What chemicals can I store in this tank?
It is rated to 1.5 specific gravity, so it handles the heavier mixed chemistries typical of induction work up to 12.5 pounds per gallon — but you must confirm each specific chemical against a polyethylene compatibility chart before running it. Keep all fuels, solvents, and flammable liquids away from it. This is a chemical-mixing tank, not a potable-water vessel.

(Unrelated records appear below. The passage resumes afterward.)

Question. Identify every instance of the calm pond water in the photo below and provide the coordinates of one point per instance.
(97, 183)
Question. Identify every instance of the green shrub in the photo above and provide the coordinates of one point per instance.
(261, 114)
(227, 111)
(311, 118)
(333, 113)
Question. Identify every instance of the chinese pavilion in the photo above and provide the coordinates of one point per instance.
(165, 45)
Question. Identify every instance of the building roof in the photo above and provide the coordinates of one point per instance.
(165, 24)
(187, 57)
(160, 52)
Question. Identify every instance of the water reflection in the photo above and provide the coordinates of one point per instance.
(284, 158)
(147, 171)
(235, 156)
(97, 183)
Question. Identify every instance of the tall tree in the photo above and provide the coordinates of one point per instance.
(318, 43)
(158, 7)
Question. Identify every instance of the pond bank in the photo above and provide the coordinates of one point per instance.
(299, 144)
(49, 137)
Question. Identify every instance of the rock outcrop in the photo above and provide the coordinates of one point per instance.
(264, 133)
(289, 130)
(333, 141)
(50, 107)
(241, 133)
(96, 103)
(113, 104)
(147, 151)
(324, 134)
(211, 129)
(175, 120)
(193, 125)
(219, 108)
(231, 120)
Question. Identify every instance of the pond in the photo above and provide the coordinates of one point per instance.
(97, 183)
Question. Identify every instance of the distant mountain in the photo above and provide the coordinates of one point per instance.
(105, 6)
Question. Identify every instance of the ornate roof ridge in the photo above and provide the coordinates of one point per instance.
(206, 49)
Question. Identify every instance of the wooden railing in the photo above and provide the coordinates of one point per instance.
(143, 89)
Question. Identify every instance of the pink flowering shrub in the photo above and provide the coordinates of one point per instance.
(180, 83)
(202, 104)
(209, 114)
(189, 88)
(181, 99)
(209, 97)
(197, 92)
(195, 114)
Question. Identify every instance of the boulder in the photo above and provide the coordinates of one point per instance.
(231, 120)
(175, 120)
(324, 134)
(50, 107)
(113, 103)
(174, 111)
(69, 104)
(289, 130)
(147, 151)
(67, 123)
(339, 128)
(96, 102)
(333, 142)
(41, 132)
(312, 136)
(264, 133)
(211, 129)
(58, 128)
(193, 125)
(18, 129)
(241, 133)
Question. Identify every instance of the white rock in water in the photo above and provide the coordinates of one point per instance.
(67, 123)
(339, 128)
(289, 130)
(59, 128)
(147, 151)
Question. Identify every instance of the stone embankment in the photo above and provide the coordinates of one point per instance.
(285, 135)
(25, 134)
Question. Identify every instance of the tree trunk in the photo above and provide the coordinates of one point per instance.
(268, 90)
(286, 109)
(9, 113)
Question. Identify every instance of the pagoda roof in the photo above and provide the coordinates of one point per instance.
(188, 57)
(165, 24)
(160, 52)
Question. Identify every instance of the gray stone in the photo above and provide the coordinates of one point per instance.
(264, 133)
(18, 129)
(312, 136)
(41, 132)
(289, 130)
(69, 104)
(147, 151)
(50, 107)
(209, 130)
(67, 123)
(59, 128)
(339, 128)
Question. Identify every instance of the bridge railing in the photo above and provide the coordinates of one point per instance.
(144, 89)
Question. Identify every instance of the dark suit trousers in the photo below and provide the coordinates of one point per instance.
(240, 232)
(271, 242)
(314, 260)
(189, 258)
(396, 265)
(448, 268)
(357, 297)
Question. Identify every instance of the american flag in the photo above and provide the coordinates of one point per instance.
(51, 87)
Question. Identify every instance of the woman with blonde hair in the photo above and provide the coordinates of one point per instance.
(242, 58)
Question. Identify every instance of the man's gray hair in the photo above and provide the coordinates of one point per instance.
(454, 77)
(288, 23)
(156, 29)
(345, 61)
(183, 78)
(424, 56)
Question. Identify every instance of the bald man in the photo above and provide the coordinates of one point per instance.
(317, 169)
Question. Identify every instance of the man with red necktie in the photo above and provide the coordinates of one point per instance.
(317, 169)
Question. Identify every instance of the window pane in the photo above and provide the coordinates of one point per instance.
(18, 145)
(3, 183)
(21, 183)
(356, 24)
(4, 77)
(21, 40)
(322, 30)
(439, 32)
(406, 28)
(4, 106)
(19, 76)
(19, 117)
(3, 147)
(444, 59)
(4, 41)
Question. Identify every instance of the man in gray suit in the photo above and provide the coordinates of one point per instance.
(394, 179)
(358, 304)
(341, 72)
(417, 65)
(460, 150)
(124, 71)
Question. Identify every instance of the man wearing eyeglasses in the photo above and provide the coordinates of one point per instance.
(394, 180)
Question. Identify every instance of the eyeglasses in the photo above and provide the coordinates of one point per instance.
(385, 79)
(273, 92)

Does this tank come with a warranty?
Yes — the manufacturer's warranty stands behind it for material and workmanship defects in normal use. That covers factory faults, not damage from incompatible chemicals, exceeding the 1.5 SG rating, supporting the tank on its cone tip, or impact. Tuck the receipt away — it is what a warranty claim will require.
Can I install this tank underground?
No. A cone-bottom inductor cannot be buried — it has no flat base and is designed to hang in a stand for mixing and discharge, not to resist soil load. It is strictly an above-ground process vessel; for any storage role at all, a flat-bottom or underground tank is the correct choice.
Buying Considerations
Match this to your process, not your storage needs: confirm a level bench, cart, or skid rated for a full 15-gallon batch, verify the stand carries the cone by its rim and skirt, and plan the bottom-outlet plumbing and venting for the specific chemistry you will run. Pick the cone tank only if you are mixing or inducting — for plain storage, a flat-bottom tank costs less and sits on the floor.